- From: Sigurd Lerstad <sigler@bredband.no>
- Date: Wed, 28 May 2003 20:45:00 +0200
- To: <www-svg@w3.org>
Hello, I asked this question before, but didn't get an answer, so I'm asking again, thanks. Reference to the spec is below: I have some questions that I feel the spec isn't clear about. 1. After writing the results of the animations into the override style declaration (the one returned by getOverrideStyle) Is the style declaration found in getComputedStyle modified to contain the new computed values resulting from the animations? Or is getComputedStyle always kept as the base value of the css properties? 2. Does the style declaration returned from getOverrideStyle() contain all css properties, just like for getComputedStyle()? Or does it just contain the css properties that are being animated for that element? thanks, -- Sigurd Lerstad *********************************************************************** http://www.w3.org/TR/2001/REC-smil-animation-20010904/#AnimFuncTiming 3.5. The animation sandwich model Note that animations manipulate the presentation value coming out of the OM in which the attribute is defined, and pass the resulting value on to the next layer of document processing.
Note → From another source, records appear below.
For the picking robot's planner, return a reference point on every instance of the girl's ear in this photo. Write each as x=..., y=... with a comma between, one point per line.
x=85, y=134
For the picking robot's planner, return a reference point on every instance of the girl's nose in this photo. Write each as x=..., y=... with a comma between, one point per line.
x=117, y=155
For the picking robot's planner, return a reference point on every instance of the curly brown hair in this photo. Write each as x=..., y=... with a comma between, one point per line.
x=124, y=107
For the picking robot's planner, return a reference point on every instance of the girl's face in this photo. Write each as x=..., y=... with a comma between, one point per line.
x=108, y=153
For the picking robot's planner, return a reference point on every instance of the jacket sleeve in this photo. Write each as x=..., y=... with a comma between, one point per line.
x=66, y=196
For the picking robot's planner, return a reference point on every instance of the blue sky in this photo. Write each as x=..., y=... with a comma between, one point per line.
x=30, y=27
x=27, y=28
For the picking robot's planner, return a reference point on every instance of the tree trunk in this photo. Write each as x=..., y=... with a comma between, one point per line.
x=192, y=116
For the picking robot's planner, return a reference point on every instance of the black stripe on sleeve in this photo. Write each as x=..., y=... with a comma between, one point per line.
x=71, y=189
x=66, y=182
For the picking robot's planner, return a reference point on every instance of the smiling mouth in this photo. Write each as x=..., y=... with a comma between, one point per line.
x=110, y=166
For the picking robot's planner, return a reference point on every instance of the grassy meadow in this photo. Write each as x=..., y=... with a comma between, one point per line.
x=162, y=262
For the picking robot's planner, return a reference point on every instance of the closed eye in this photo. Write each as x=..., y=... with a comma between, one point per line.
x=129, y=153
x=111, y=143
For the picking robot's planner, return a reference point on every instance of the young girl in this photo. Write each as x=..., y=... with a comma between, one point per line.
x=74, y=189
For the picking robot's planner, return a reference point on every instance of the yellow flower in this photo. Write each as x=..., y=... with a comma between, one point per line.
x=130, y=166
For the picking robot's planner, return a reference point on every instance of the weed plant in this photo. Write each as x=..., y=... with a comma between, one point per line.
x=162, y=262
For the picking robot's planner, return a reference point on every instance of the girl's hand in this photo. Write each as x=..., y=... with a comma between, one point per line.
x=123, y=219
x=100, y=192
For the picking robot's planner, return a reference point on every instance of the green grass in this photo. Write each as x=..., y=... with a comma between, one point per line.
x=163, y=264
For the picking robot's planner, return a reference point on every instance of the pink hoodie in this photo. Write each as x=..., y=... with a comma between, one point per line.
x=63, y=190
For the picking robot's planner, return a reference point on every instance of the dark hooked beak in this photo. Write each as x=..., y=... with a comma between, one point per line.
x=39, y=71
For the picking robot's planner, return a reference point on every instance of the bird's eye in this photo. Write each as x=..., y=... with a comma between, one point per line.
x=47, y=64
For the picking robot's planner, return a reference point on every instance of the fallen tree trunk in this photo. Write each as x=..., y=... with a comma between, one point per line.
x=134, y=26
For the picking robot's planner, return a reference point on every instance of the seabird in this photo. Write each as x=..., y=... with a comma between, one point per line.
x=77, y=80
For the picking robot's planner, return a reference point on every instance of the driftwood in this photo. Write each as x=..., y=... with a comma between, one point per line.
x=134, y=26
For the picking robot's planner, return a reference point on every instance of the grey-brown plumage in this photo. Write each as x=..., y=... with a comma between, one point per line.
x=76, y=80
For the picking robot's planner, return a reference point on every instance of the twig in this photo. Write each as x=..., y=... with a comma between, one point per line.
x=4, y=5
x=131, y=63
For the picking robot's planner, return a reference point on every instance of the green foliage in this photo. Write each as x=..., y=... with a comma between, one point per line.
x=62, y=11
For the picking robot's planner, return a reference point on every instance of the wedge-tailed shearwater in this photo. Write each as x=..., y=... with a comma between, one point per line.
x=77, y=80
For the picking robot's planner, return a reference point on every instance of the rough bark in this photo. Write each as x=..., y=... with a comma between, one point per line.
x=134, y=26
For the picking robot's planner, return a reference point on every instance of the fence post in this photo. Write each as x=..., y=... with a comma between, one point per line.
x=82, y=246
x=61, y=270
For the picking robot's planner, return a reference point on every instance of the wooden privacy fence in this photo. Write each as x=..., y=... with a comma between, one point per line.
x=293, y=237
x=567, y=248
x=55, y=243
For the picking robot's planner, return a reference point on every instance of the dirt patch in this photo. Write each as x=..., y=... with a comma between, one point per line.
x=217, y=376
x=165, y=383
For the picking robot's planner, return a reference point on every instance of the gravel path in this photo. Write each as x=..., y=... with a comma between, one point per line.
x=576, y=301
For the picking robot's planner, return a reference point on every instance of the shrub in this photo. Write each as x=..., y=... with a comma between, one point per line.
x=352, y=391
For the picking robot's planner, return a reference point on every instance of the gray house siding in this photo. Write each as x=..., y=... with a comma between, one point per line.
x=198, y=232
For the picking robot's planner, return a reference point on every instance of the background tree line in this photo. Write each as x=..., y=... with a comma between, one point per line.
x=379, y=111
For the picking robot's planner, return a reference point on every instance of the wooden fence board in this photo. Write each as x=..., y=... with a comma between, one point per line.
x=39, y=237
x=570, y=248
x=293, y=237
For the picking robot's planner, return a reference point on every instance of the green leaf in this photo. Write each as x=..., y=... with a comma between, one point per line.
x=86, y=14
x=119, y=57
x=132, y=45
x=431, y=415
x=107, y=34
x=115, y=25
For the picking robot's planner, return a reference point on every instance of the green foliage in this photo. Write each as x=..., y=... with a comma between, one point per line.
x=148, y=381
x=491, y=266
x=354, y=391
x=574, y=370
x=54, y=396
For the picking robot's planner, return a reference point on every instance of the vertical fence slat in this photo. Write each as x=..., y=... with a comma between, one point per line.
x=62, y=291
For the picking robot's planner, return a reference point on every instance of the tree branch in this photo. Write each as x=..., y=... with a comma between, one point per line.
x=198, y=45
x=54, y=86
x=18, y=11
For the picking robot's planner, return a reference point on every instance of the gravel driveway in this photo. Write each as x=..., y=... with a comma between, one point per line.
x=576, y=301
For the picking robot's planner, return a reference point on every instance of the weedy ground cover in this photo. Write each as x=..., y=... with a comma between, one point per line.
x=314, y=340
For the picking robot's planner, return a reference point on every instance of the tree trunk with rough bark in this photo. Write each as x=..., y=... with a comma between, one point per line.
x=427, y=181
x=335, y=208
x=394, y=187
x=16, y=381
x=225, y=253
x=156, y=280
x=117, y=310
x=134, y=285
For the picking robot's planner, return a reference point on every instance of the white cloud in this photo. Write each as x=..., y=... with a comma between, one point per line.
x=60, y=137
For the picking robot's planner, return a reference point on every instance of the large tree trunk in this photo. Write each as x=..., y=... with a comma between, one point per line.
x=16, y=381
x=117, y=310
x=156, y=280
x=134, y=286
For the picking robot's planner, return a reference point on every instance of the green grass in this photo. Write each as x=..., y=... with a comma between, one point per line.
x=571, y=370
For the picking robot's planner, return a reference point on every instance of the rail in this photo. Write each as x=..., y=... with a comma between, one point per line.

This does not replace or override any of the normal document OM processing cascade.? Specifically, animating an attribute defined in XML will modify the presentation value before it is passed through the style sheet cascade, using the XML DOM value as its base. Animating an attribute defined in a style sheet language will modify the presentation value passed through the remainder of the cascade.? In CSS2 and the DOM 2 CSS-OM, the terms "specified", "computed" and "actual" are used to describe the results of evaluating the syntax, the cascade and the presentation rendering. When animation is applied to CSS properties of a particular element, the base value to be animated is read using the (readonly) getComputedStyle() method on that element. The values produced by the animation are written into an override stylesheet for that element, which may be obtained using the getOverrideStyle() method. These new values then affect the cascade and are reflected in a new computed value (and thus, modified presentation).